Home / Daily News Analysis / Researchers build an encrypted routing layer for private AI inference

Researchers build an encrypted routing layer for private AI inference

Apr 21, 2026 Twila Rosenbaum 4 views

In an era where data privacy is paramount, organizations in sectors such as healthcare and finance seek to leverage large AI models without exposing sensitive information to cloud servers. Researchers have introduced a cryptographic method known as Secure Multi-Party Computation (MPC), which enables this capability.
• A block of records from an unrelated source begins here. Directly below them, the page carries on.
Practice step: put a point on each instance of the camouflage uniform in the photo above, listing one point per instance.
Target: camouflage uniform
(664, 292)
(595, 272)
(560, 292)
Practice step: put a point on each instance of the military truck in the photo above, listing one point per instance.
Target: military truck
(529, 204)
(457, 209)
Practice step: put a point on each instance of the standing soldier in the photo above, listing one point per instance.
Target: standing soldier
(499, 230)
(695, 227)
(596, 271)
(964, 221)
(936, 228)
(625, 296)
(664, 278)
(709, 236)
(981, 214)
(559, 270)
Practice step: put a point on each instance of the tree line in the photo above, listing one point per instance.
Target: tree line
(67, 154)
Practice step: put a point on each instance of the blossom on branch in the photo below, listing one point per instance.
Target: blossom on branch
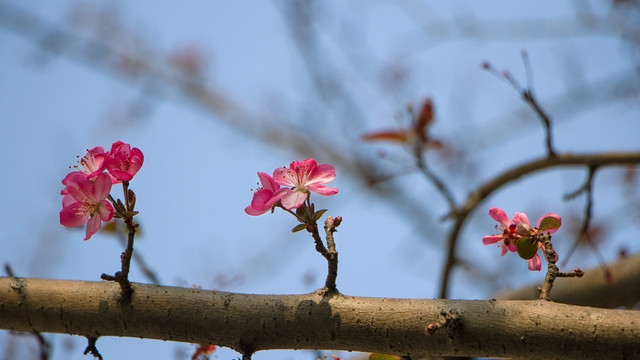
(266, 196)
(93, 163)
(85, 202)
(508, 228)
(518, 235)
(301, 177)
(123, 162)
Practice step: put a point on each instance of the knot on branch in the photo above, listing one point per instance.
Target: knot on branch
(450, 321)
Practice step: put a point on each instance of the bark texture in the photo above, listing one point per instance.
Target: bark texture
(249, 323)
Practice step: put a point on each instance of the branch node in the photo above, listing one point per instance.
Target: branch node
(450, 321)
(91, 348)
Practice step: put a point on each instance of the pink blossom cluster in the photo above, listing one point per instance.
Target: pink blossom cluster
(298, 180)
(87, 188)
(518, 227)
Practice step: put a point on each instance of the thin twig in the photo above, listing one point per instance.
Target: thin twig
(529, 98)
(330, 226)
(435, 180)
(552, 269)
(587, 189)
(91, 348)
(126, 213)
(488, 188)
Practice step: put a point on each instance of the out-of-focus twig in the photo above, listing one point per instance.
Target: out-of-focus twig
(486, 189)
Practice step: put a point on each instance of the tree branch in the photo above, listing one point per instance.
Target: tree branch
(486, 189)
(538, 329)
(594, 289)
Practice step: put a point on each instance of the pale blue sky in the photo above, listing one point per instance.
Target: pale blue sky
(198, 172)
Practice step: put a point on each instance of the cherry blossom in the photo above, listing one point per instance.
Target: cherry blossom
(519, 227)
(508, 228)
(85, 202)
(302, 177)
(524, 229)
(266, 196)
(93, 164)
(123, 162)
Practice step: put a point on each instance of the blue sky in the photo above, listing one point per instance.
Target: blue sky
(199, 170)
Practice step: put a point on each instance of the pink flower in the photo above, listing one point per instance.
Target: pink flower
(123, 162)
(508, 228)
(85, 200)
(265, 197)
(548, 223)
(93, 164)
(302, 177)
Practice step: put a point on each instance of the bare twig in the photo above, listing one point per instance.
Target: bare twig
(529, 98)
(587, 189)
(486, 189)
(552, 269)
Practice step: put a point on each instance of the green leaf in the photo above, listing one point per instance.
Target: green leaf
(526, 248)
(319, 214)
(549, 223)
(299, 227)
(383, 357)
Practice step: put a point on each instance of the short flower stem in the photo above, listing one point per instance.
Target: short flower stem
(330, 227)
(122, 276)
(552, 269)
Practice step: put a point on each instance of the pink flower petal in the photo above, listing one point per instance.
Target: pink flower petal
(253, 212)
(101, 187)
(505, 249)
(521, 218)
(267, 182)
(73, 215)
(93, 225)
(260, 199)
(491, 239)
(322, 190)
(500, 216)
(322, 174)
(282, 177)
(106, 211)
(534, 263)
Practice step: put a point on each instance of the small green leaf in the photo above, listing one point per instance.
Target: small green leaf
(319, 214)
(526, 248)
(375, 356)
(549, 223)
(299, 227)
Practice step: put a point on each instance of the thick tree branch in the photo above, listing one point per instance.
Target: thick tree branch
(486, 189)
(594, 289)
(535, 329)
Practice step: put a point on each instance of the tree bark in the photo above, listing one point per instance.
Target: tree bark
(620, 288)
(249, 323)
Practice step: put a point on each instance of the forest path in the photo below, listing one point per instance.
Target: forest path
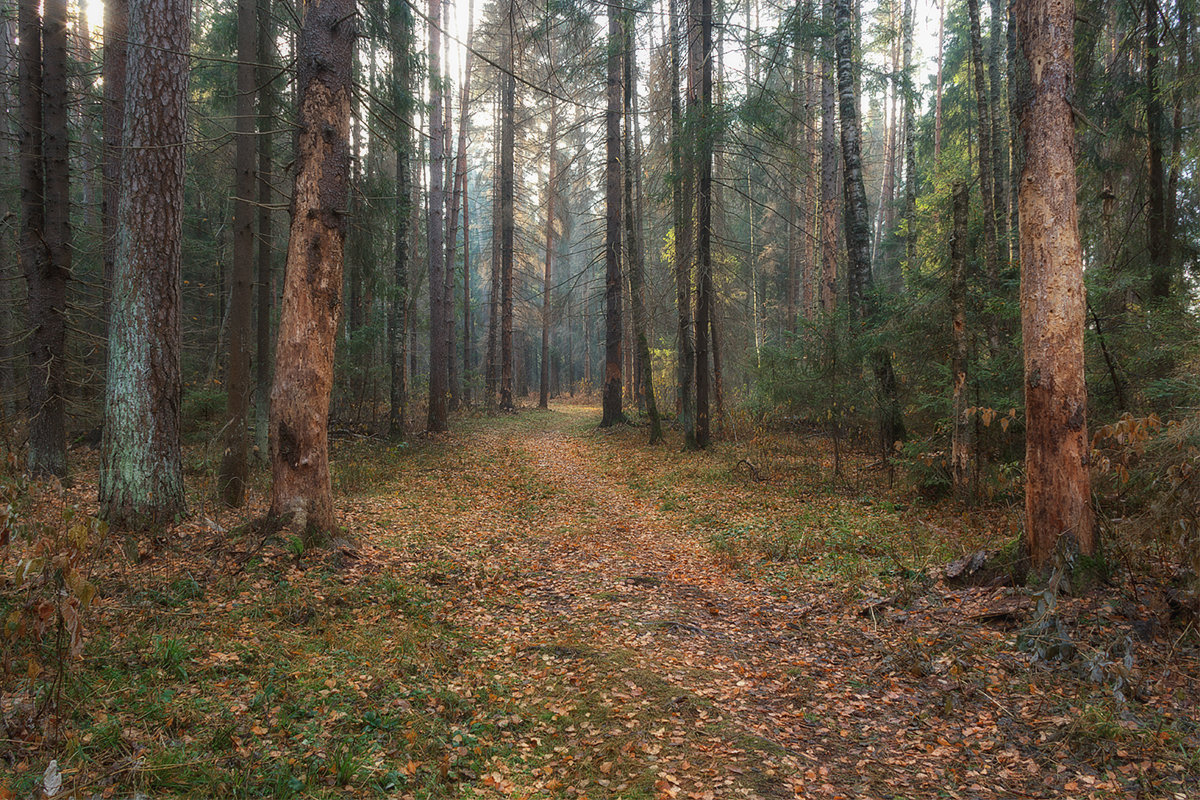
(667, 672)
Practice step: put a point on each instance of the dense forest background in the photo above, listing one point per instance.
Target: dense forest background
(936, 90)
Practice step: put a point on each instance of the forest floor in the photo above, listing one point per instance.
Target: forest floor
(531, 607)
MPC operates by fragmenting data into encrypted pieces and distributing them across multiple servers that do not share their information, allowing them to compute AI results without ever accessing the raw input.

However, a significant challenge remains: speed. While a standard mid-sized language model can deliver results in under a second, processing it via MPC can extend that time to over 60 seconds due to the encryption overhead.

Limitations of Existing Solutions

Previous endeavors in private inference have primarily focused on redesigning AI models to minimize the costs associated with encryption. While these strategies offer some benefits, they are hampered by a fundamental limitation: every query, regardless of its complexity, incurs the same processing cost.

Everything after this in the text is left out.